B
bxc2739
I have two HUGE customer lists. The first one (DATA Sheet) is about 6000
rows
And contains varies information (zip, address, name, etc) the second
sheet (WORK)
Is about 35000+ long and is similar to DATA sheet. I am to compare EACH
of the 35000+ customer of sheet WORK individually to see if there is a
match with ANY customer(s) in sheet DATA. Sheet DATA is simply a
comparison sheet and WORK is the only that I highlight (the row of the
respective customer) if I get a match.
I could do this manually but it would take a very long time. The good
news is that I know (empirically) that over 95% of all the customers in
WORK will NOT match to ANY of the customers in DATA. So if I can filter
out the junk, then I can quickly narrow the number of matches I need to
do by hand and thus save a lot of time.
My first attempt was to do a search/filter by zip code. I have a macro
that goes to each row in WORK and searches for any matching zips in
DATA. It makes sense that if a certain row/customer in WORK does not
match with ANY of the customers in DATA then there is no match (and
thus no need to check name, address, other fields etc)
A macro basically eliminated all the customers that do not match by
zip.
Those that do match by zip in sheet WORK have entire row highlighted a
certain color.
I successfully finished this first step of filtering/narrowing the work
to be done by hand searching …(see below for macro code)…
However I am still left with PLENTY of customers! And of these I also
know (empirically) that MOST (90%) of the matched by zip will NOT match
by name.
So if I can get a macro that can search each highlighted row (already
matched by zip)
And within this set see which ones match by name (1st char of name, see
below..), then I can further narrow down my search significantly to the
point where I can search the rest by hand very quickly.

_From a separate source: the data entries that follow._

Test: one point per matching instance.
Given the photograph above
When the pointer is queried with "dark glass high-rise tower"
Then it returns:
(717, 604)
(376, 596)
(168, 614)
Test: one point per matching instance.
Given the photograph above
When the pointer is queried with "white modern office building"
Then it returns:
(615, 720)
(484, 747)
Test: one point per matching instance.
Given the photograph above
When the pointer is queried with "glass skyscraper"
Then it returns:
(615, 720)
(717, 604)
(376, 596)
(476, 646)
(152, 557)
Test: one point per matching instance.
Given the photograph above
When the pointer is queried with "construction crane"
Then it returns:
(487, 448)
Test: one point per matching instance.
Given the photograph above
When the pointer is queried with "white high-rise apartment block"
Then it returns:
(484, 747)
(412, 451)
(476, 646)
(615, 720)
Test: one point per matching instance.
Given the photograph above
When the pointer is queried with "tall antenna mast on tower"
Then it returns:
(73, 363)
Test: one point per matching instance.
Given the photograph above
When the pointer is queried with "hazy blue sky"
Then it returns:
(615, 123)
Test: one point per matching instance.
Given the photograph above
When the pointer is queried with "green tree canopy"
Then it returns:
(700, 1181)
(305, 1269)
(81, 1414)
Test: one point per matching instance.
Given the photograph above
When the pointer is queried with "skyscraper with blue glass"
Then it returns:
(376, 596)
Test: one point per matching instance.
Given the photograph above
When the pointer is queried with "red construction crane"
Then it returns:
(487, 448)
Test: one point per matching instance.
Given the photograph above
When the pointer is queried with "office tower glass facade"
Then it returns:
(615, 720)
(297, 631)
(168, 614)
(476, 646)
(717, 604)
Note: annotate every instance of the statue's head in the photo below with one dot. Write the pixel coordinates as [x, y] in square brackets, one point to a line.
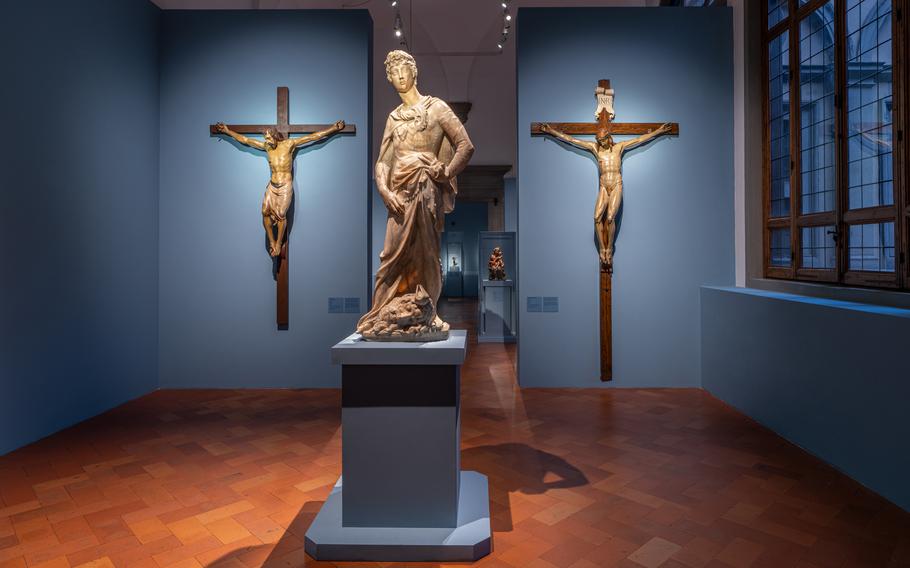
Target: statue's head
[273, 136]
[401, 70]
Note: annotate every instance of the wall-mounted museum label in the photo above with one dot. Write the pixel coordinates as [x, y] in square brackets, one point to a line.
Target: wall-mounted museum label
[342, 305]
[352, 305]
[336, 305]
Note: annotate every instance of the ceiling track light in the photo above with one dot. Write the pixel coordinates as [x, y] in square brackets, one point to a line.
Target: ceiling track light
[506, 23]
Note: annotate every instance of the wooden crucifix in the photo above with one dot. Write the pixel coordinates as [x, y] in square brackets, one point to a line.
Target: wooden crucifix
[279, 191]
[609, 165]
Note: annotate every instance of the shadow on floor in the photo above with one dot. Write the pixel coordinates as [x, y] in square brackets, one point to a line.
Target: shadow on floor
[540, 472]
[532, 472]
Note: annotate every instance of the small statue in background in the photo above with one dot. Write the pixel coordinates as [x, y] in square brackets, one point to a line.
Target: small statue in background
[496, 265]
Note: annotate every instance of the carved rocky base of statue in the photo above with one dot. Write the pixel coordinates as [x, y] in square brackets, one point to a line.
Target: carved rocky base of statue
[411, 317]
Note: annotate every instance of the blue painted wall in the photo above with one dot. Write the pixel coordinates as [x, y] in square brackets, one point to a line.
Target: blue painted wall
[676, 228]
[79, 242]
[217, 295]
[829, 376]
[468, 218]
[511, 204]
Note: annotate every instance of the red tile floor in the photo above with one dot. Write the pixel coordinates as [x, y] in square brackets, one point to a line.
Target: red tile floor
[580, 478]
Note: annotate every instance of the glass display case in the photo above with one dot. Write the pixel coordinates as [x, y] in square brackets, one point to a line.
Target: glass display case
[453, 264]
[497, 261]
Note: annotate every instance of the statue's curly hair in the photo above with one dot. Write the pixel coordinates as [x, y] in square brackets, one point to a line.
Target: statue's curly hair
[397, 57]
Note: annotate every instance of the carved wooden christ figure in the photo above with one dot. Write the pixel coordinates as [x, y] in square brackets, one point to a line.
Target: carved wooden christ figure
[280, 189]
[609, 197]
[423, 148]
[609, 166]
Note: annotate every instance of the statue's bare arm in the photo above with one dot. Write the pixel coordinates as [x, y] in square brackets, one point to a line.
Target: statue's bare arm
[645, 138]
[577, 142]
[381, 172]
[454, 130]
[337, 127]
[251, 142]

For example, John Doe in 76016 is NOT Brian Dawson in 76016. So even
though they match by zip there do not match by name and are not the
same customer. So a further filter (if someone can help me with writing
a search by name macro) will eliminate this because it will see that
John and Brian are not the same name.
However many customers names are not consistent. Sometimes they are in
Acronyms in one sheet and fully spelled out in another sheet. So I
would actually want a search by first character of the customer name
field. To do this I would have to access the substring manipulation of
Excel Macro. Again I am not familiar with this and a quick search of
the board has not lead to any case similar to mine. I want a
search/match by first character of the customer names field in order to
be on the safe side and avoid false negatives.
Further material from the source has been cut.